Stephen puso los ojos en blanco.
—¿Sigues actuando?
¿No te cansas?
Anoche los bomberos estaban allí, la gente vio llamas que iluminaban el cielo, ¿y todavía intentas negarlo?
Por fin, Sean lo entendió.
—Ah, habláis de ese incendio…
Sí, esos no éramos nosotros.
Fue la fábrica de al lado.
Su local se incendió, así que los camiones iban hacia allí.
¿Qué tiene que ver eso con nosotros?
Anna no se lo tragó.
—Tío Sean, deja de poner excusas.
¿Crees que culpar a la fábrica de al lado te va a librar?
Todo el mundo sabe que fue nuestra fábrica la que se incendió.
Solo estás desesperado por que la Abuela no se entere.

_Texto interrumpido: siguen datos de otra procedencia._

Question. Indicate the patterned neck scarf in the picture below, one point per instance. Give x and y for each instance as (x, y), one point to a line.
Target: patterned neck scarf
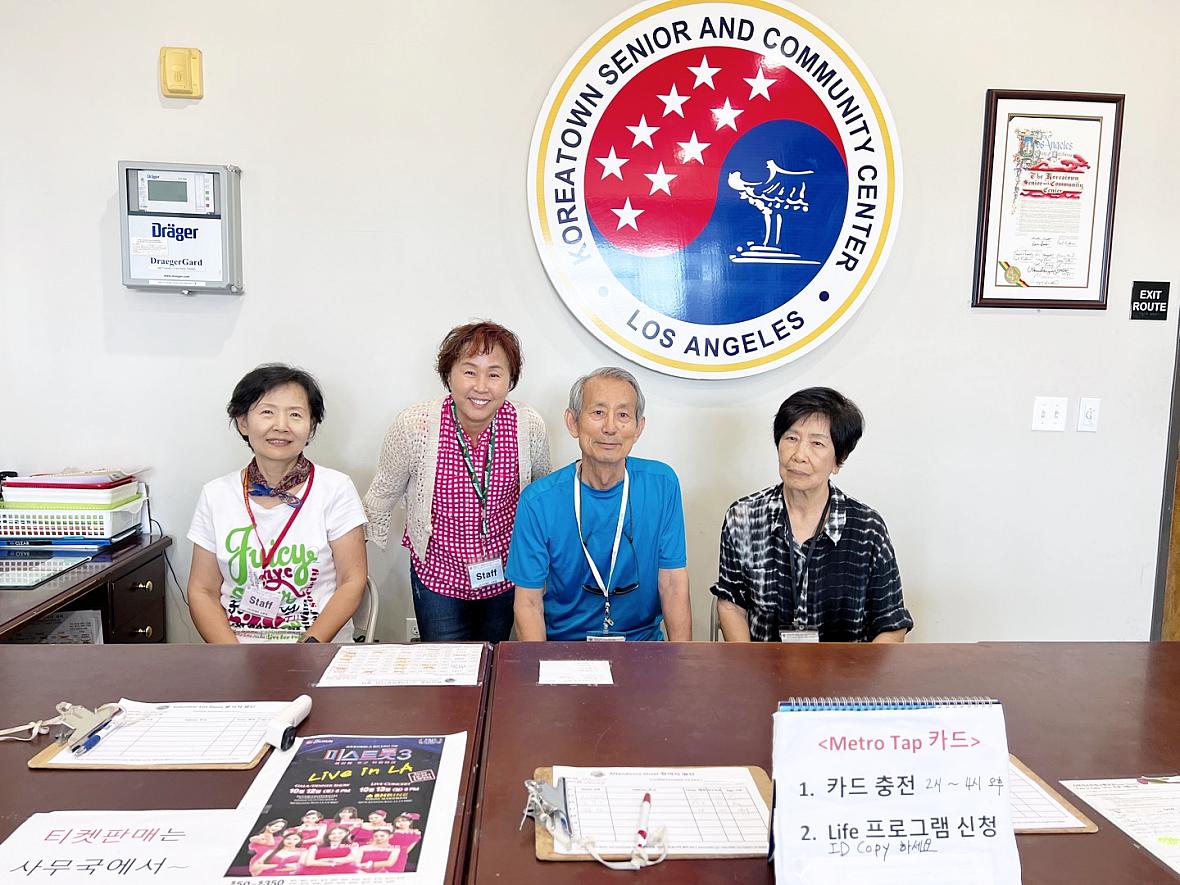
(296, 476)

Sean los miró a los dos, completamente harto.
Ya había inspeccionado la propiedad esa mañana: su almacén estaba en perfectas condiciones, ni el más mínimo rastro de humo.
El local vecino, sin embargo, se había incendiado la noche anterior.
Por suerte, los bomberos habían llegado justo a tiempo.
Sus fábricas ni siquiera estaban tan lejos la una de la otra —solo una manzana de por medio—, pero eso no significaba que su empresa tuviera algo que ver.